To close this series of posts, a summary of the full collaborative discussion about the things everyone should know about science, from online suggestions to in-person interactive activities to panel discussion.
Step 10: Distillation and summary of a collaborative discussion
And finally, I went over the whole process and thought about what went well and not so well, and wrote up this incredibly lengthy description of what I did (you’re reading part 5 of it right now). It was difficult, because I couldn’t remember everything from the panel discussion, because I was moderating and not taking notes. I definitely didn’t like how I summarized the poster, and decided that should be done differently. Either not at all when time is short, or leave much more time to summarize it collectively.
Do we know what everyone should know about science? No, but overall a lot of people got to think about it, and that’s a start. I managed to get an online conversation to an offline event, and several people there asked for an online roundup (of course they didn’t know it would take me more than two months to finish it…)

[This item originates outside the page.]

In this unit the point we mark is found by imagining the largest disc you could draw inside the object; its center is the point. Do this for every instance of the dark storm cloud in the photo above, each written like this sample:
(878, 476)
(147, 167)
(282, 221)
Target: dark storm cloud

It occurred to me that this entire process was…a process, that it didn’t have all the answers ( still no list of ten things everyone should know about science) and was very, very much a human activity. Was it science? I wouldn’t say so, but I would call it an experiment. An experiment in conversation.The ten steps of the whole process listed once more:
The ten steps of the whole process listed once more:
- Online suggestion
- Online spread
- Proposed session at SciBarCamp opening night
- Presented introduction on Saturday
- Had people write ideas on a poster
- Summarized the poster
- Panel discussion
- Discussion with audience
- Discussion on blogs afterward
I think you can do this with any type of meeting or conference, especially one where not everyone who is interested in the meeting is able to attend (SciFoo, for example). You can give everyone a chance to participate in the discussion by starting it online, and if someone has insightful comments, these can then be brought up at the actual meeting, and some notes can later be posted online again.
I wouldn’t do it for everything, because some discussions are best thought up on the spot, but for anyone who already has an idea in their head that they want to talk about it would be useful to start talking about it online (publicly, so anyone can participate).